Various fine-tuning features such as the Separation wheel let you fine-tune the grouping of samples, and while running the plug-in, the sample being currently played has its box highlighted, which makes things far easier to understand.
Drumagog's third page is Ghost Notes, where you can add extra notes to your groove by selecting one of various patterns comprising grooves, fills, rolls, and double bass-drum hits. As long as your track has a steady beat, its tempo can be extracted and the Lock LED will illuminate, or you enter its tempo manually. Once locked, the extra beats can be added at any overall level, with user-defined level randomness. A Manual mode lets you activate the ghost notes only when you click on the large Engage button for spot effects, and with a little care it proved possible to achieve some very useful effects ranging from the odd extra thwack to jazz-style noodling between the beats.
Apart from various functions available in the Pro version only (see box, above), the Advanced page also contains the Dynamic Tracking, Stealth Response and Crossfade controls mentioned previously, while Polyphony can be set to 2, 4, 8, 16 (the default setting), 32 or 256 voices, or Choke. The latter is more suitable for cymbals, while the other settings are a trade off between increased CPU overhead and audible note-robbing, and can cope with anything from simple drum parts to fast rolls. As a guide, with the default settings Drumagog consumed a modest 9 percent of my Pentium III 1GHz processor power.
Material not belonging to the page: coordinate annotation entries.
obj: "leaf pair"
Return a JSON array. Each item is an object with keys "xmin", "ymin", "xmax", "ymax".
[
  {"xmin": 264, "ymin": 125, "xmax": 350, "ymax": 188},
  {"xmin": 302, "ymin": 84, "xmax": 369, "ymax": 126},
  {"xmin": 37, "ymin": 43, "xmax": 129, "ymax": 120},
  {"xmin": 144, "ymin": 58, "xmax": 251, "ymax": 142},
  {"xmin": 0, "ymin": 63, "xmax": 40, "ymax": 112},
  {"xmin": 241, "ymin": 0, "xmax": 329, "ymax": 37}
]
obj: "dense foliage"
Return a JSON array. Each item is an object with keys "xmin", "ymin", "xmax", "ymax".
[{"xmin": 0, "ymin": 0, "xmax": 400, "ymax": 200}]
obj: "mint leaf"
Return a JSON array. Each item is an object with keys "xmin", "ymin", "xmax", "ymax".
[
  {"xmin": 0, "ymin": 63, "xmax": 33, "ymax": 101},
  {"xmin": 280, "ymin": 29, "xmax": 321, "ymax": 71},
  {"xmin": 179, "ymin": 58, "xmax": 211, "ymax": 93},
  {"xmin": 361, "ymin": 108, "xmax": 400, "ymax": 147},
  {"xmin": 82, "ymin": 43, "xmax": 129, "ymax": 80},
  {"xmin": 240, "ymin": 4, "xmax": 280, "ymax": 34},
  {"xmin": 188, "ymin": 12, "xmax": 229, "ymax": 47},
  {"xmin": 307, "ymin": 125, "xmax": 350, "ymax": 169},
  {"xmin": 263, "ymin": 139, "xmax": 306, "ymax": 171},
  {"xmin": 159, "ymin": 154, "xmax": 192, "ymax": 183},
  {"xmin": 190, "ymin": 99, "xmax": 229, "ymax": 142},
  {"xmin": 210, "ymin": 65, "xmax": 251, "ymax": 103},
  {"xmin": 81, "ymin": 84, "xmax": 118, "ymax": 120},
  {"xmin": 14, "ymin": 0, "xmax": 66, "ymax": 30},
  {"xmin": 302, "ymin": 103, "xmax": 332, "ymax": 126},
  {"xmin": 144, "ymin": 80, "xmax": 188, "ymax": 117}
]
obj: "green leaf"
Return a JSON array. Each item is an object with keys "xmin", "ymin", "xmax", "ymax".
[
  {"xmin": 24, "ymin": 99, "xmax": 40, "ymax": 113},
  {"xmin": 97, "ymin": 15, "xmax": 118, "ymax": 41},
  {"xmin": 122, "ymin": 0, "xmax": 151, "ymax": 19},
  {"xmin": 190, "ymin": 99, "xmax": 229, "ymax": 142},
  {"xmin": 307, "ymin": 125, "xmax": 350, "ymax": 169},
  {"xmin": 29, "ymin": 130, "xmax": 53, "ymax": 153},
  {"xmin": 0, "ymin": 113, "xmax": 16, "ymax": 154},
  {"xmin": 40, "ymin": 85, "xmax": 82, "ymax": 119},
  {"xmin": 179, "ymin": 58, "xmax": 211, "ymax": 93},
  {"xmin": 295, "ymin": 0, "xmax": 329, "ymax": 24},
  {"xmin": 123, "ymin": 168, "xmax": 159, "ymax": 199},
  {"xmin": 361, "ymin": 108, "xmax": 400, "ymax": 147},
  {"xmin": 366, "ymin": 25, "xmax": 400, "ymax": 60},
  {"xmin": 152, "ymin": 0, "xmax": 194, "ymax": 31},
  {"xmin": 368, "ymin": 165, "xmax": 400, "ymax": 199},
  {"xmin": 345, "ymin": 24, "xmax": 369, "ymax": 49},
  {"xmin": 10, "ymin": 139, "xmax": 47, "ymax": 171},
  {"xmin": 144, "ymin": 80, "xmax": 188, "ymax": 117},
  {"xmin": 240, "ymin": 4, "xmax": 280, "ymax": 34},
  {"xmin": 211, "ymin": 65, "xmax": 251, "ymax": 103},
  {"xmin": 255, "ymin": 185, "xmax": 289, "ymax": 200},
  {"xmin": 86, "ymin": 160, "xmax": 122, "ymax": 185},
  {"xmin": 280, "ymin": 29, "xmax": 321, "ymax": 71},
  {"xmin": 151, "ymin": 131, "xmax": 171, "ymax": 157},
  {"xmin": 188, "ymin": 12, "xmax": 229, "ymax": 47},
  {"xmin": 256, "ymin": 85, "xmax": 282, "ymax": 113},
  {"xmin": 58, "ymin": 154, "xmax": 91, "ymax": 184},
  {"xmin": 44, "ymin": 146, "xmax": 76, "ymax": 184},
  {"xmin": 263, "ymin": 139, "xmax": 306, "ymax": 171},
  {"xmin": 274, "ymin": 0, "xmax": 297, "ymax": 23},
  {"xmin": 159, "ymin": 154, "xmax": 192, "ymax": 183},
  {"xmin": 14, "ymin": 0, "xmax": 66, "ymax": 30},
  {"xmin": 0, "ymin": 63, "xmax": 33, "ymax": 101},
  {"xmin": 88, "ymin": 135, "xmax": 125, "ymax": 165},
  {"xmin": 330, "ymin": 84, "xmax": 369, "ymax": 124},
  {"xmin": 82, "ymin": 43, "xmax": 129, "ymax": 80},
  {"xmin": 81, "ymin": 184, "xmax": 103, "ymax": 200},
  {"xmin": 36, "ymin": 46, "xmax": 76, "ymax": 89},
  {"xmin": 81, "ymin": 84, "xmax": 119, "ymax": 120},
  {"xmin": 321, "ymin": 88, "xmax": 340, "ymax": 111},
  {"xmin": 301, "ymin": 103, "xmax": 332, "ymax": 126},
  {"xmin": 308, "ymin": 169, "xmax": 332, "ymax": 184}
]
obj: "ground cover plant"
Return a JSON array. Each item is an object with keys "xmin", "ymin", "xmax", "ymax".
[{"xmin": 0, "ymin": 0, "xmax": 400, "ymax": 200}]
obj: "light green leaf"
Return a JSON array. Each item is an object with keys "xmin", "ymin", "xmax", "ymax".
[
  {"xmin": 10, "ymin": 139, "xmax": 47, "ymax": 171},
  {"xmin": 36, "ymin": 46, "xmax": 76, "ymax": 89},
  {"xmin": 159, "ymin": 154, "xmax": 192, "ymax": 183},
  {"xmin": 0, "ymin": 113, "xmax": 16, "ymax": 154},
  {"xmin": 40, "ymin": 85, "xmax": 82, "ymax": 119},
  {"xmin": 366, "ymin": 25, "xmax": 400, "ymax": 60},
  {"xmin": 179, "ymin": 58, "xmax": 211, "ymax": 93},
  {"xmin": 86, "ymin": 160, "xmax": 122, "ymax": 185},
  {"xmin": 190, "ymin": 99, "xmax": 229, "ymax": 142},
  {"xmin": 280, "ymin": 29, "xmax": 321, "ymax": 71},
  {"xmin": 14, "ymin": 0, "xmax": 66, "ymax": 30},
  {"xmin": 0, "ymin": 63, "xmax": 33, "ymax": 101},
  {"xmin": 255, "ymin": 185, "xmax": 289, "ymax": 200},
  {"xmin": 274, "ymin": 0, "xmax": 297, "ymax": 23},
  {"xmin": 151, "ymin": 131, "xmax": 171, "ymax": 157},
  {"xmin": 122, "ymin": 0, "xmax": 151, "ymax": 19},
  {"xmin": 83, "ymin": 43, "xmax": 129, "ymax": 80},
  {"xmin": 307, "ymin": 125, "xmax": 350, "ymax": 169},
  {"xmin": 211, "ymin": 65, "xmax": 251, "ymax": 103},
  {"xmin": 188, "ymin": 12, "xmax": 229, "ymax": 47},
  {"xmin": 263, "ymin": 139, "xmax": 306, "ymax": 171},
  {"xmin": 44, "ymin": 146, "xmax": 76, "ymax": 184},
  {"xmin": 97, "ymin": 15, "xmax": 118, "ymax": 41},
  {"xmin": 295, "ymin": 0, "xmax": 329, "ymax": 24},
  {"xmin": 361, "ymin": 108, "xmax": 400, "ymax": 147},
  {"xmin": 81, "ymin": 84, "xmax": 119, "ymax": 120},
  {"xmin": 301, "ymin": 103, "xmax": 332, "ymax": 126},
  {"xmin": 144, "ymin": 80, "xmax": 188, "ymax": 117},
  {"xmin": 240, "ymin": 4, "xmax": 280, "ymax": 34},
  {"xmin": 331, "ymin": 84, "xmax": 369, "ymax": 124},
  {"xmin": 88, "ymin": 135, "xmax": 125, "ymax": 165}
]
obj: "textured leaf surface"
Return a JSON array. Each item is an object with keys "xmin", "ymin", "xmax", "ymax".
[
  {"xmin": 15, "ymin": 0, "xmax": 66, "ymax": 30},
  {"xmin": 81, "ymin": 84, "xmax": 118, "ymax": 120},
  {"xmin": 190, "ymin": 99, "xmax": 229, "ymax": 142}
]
Although with care it's possible to use Drumagog on a single stereo drum kit track, it's far easier to launch separate instances for individual drum tracks, to optimise tracking. When you work like this, the various Auto Ducking controls help you to automatically drop levels in other channels when triggering occurs. In the Advanced page you can set Auto Ducking to Off, Send or Receive, while a Ducking LED shows when a received signal has ducked your drum by the desired amount. Six groups are provided so that you can link multiple track pairs.
I was very impressed by Drumagog, particularly after I'd worked with it for some time. Casual users will find it very easy for quick pre-recorded drum replacement, largely using the default settings, but after I'd perfected the use of the various tracking controls I found many other intriguing avenues to explore. You can even trigger Drumagog from a MIDI track if you assign it to a soft synth and then insert it as an effect.
The only thing to watch out for is that, like any plug-in that uses a volume-tracking algorithm, it has a slight latency. The default for DrumagogBasic is just 3.6ms, plus an additional 0.6ms if you activate Stealth Mode. This is a subtle shift, but if you want to correct for it, it should be easy to move the treated tracks forward by exactly this amount in your sequencer.
The current library includes a wide range of good drum sounds, but I'd like to see plenty more crash and ride cymbals, as well as some ethnic percussion, which should really work well with some of the Ghost Notes options. However, I found importing samples and creating my own GOG files fairly easy, so this isn't much of a restriction.
Drumagog is an ideal tool when you want to spice up or reinforce existing drum recordings with new samples but retain their original feel, and it's capable of seamless and professional results. This makes it ideal for remixing and for cleaning up old multitrack recordings, or you could use it in a more experimental way, to trigger completely unrelated samples or MIDI sounds (in the Pro version). It's good to see that innovation is still alive and kicking!
DrumagogBasic $99; DrumagogPro $269.